This week was definitely not lacking in economic news. Donald Trump’s administration continues to be hard at work negotiating a trade agreement with China which is expected to end the trade war, an event likely to impact positively the entire world. Moreover, the European Central Bank had an important policy meeting this week, where new cheap loans for European banks were announced and the economic forecast was revised down. The ECB also stated that we would almost certainly not see an interest rate increase in 2019, based on how difficult it is for inflation to rise. However, besides these events, we thought it would be a good idea to do another update on one of the key issues at hand – Brexit. With less than 21 days left until the official deadline, what is the United Kingdom up to?

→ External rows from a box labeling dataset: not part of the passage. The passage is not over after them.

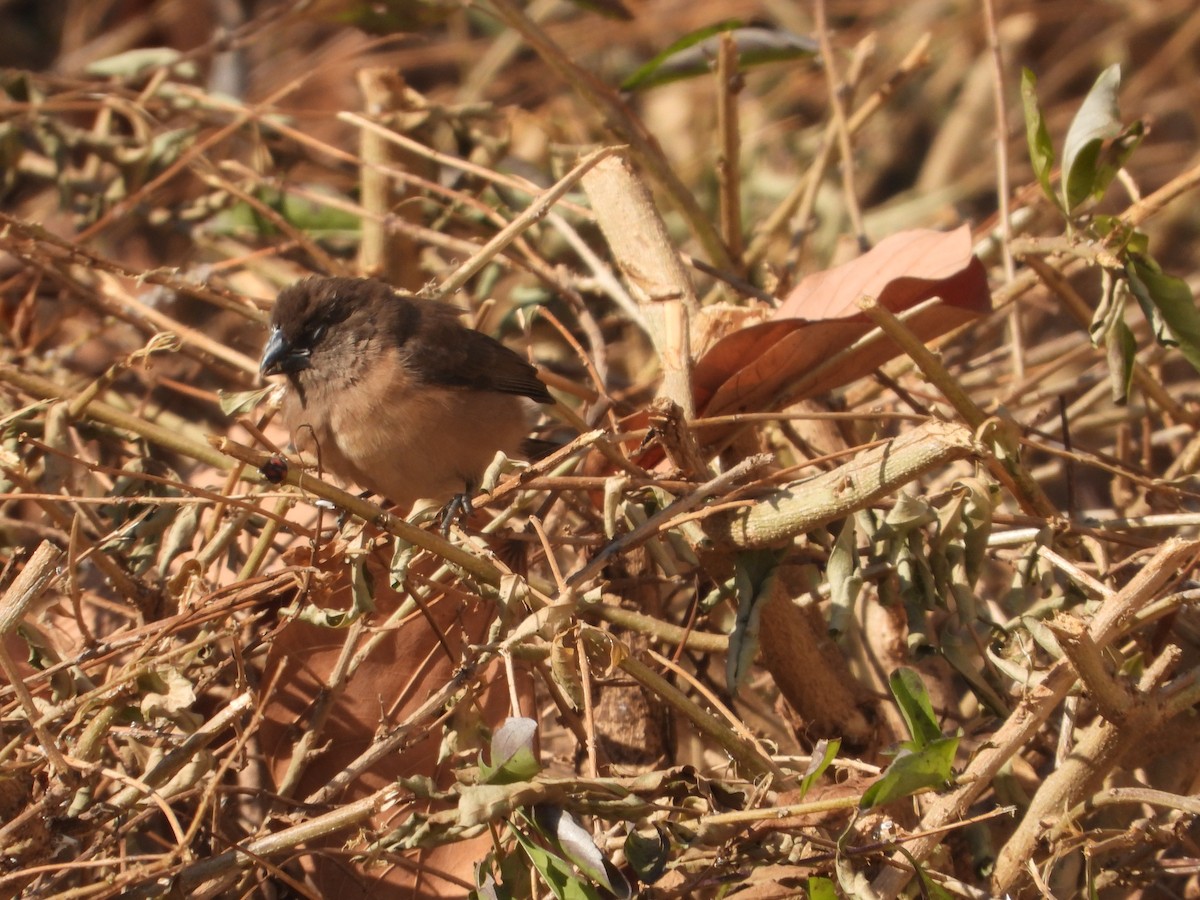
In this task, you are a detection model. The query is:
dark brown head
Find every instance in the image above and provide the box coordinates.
[259,276,395,380]
[259,277,554,403]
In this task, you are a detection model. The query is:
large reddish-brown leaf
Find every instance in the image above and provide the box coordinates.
[692,226,991,415]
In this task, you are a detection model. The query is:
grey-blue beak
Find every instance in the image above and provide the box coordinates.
[258,325,311,376]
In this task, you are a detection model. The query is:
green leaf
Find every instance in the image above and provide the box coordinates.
[725,551,779,694]
[217,384,275,415]
[536,805,632,900]
[479,716,541,785]
[1104,318,1138,404]
[888,666,942,750]
[826,516,863,623]
[799,738,841,800]
[858,737,959,809]
[1021,68,1062,209]
[1126,253,1200,372]
[620,19,820,91]
[510,828,601,900]
[1062,64,1133,212]
[625,823,671,884]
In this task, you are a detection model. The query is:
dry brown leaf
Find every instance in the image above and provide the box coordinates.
[692,226,991,415]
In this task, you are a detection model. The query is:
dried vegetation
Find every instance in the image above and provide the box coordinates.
[0,0,1200,900]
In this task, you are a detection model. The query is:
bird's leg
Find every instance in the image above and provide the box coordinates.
[442,479,475,538]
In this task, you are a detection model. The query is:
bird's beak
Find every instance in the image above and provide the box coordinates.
[258,326,312,376]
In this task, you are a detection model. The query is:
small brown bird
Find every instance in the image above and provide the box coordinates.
[260,277,554,509]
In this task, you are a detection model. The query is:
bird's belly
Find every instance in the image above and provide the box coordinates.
[325,388,529,508]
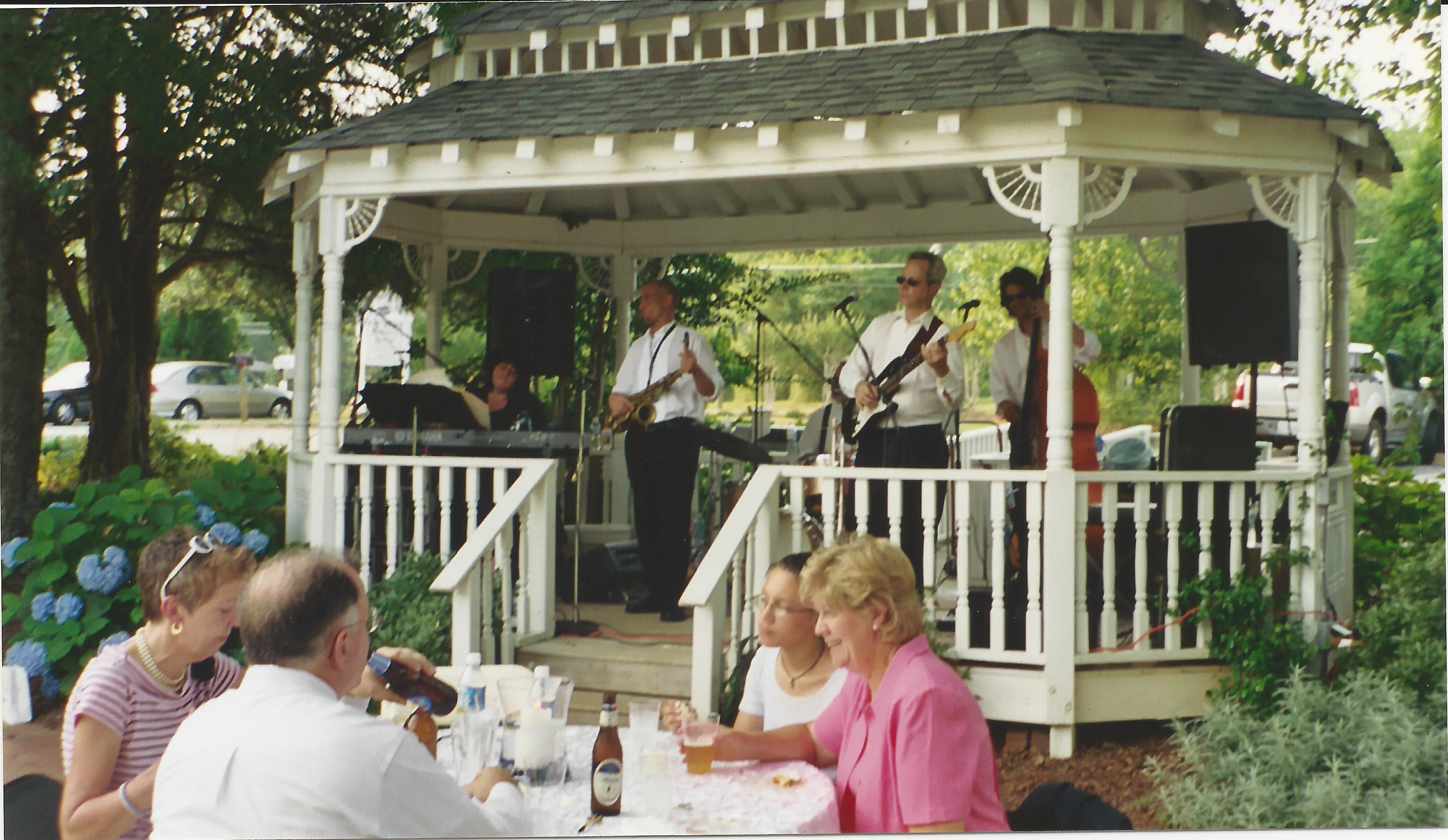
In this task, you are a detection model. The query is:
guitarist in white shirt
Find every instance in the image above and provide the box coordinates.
[840,251,964,584]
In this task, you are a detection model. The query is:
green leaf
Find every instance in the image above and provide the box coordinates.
[30,508,55,537]
[32,560,70,587]
[75,482,100,507]
[61,521,90,546]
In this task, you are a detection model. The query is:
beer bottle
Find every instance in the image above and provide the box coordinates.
[589,694,624,817]
[366,653,458,715]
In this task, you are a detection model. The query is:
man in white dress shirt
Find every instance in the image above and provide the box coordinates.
[608,280,724,621]
[990,265,1100,423]
[151,550,530,839]
[840,251,964,584]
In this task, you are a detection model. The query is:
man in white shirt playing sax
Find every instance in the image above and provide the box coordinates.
[608,280,724,621]
[840,251,964,585]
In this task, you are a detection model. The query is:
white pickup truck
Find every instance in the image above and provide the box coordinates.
[1232,343,1444,463]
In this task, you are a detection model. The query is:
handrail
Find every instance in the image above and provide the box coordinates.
[429,459,557,592]
[679,465,782,607]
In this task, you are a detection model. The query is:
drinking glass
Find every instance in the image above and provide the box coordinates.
[682,711,720,776]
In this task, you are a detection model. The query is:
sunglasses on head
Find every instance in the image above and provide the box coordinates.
[161,531,216,601]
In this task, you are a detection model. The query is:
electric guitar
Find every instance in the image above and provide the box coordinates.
[841,322,976,443]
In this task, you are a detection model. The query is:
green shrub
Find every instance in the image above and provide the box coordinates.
[368,553,503,665]
[1148,672,1448,830]
[1180,549,1318,715]
[0,459,282,698]
[1339,541,1448,725]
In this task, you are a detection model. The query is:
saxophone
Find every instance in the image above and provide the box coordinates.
[608,371,683,433]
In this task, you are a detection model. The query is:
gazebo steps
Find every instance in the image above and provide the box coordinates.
[515,603,692,725]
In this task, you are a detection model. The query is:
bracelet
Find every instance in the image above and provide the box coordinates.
[117,781,151,820]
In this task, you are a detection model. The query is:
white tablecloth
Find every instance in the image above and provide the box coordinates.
[437,725,840,837]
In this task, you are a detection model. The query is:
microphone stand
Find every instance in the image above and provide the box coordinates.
[553,374,598,636]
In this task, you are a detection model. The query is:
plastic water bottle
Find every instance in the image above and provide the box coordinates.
[458,653,498,783]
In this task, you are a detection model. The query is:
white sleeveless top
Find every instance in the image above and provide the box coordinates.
[738,647,847,731]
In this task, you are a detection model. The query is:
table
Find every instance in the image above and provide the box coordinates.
[437,725,840,837]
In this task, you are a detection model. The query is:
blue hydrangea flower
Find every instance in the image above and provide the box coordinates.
[55,592,86,624]
[0,537,30,569]
[242,529,271,558]
[4,639,51,678]
[210,521,242,546]
[75,546,130,595]
[30,592,55,621]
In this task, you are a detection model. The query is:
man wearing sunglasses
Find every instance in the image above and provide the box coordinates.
[840,251,964,582]
[990,265,1100,423]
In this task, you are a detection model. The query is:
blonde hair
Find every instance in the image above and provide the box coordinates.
[799,537,924,643]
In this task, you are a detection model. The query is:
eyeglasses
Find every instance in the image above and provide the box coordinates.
[895,275,935,288]
[161,531,216,601]
[748,595,814,621]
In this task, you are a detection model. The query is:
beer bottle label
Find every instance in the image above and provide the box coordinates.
[594,759,624,807]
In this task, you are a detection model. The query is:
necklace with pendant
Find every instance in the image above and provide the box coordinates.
[136,630,185,694]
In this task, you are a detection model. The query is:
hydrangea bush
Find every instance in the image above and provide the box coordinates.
[0,460,282,698]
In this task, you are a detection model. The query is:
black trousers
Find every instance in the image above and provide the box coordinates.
[846,423,950,587]
[624,419,700,608]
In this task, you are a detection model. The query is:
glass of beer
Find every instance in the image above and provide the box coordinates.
[681,711,720,776]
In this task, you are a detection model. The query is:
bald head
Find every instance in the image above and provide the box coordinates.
[239,549,366,665]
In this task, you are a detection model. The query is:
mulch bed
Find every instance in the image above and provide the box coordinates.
[992,721,1180,830]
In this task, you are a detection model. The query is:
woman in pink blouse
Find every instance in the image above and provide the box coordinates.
[715,539,1009,833]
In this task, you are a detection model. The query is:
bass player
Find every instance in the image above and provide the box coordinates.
[840,251,964,585]
[608,280,724,621]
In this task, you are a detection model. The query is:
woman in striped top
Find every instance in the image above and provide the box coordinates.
[59,527,256,840]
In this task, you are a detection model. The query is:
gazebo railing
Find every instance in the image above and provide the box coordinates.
[681,465,1332,707]
[314,455,557,663]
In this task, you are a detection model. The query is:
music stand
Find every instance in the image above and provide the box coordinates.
[362,382,482,429]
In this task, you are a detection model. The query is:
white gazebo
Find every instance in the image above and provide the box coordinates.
[264,0,1397,756]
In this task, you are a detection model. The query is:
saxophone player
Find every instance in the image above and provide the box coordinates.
[608,280,724,621]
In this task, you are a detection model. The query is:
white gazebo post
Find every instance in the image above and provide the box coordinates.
[1041,158,1082,758]
[287,213,317,543]
[308,196,388,549]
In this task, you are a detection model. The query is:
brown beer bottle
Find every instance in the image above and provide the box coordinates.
[366,653,458,715]
[589,694,624,817]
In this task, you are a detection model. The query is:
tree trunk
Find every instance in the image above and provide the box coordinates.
[0,14,48,540]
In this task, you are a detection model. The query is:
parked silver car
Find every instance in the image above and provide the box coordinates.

Since the last time we updated you on the developments surrounding the United Kingdom’s exit from the European Union, there have only been a few changes, but they are important. Most notably, there is more internal clarity about what the UK aims to achieve in the talks. Theresa May was initially reluctant to rule out a no-deal Brexit, most likely in an attempt to force MPs to support her deal: she hoped that no matter how much they hate the deal her government negotiated, it would still look better to some than the unknown risk of a hard Brexit. However, since the European Union did not budge on the Irish backstop issue and May saw her deal is not likely to gather enough support, she made a couple of public commitments. First of all, there will be another vote on her proposed deal (as it is right now) on Tuesday, March 12. If the vote fails, on March 13 Parliament could vote on whether to leave the EU with no deal at all. If no-deal Brexit also fails to gather enough votes, then on March 14 MPs will vote once more, this time on whether to postpone Brexit. In other words, if MPs say they prefer neither May’s deal, nor a hard Brexit, on March 14 they will almost certainly vote to postpone Brexit and take more time to discuss their options.
Meanwhile, the opposition party in the UK Parliament, Labour, have also consolidated their ideas. Under Jeremy Corbyn’s leadership Labour MPs initially stated they want a customs union with the EU. Their proposed plan was essentially leaving things as they are, as if the United Kingdom remains an EU member, but without the voting rights in the European Parliament that a full membership grants. After much criticism from voters and a lack of support for this plan, now the Labour party has officially stated that they will campaign for a second Brexit referendum if the UK postpones Brexit.
As of now, May has done all she could have for her proposal. Members of Parliament have a few days of consideration leading up to the possibly triple votes next week, but there are no new statements and opinions on the table. Nevertheless, one last element that investors following the United Kingdom should keep an eye on is that if May’s deal and the no-deal Brexit vote both fail, Theresa May will most likely resign her position as Prime Minister and more chaos will ensue as the UK searches for new leadership to take them the rest of the way to their goals.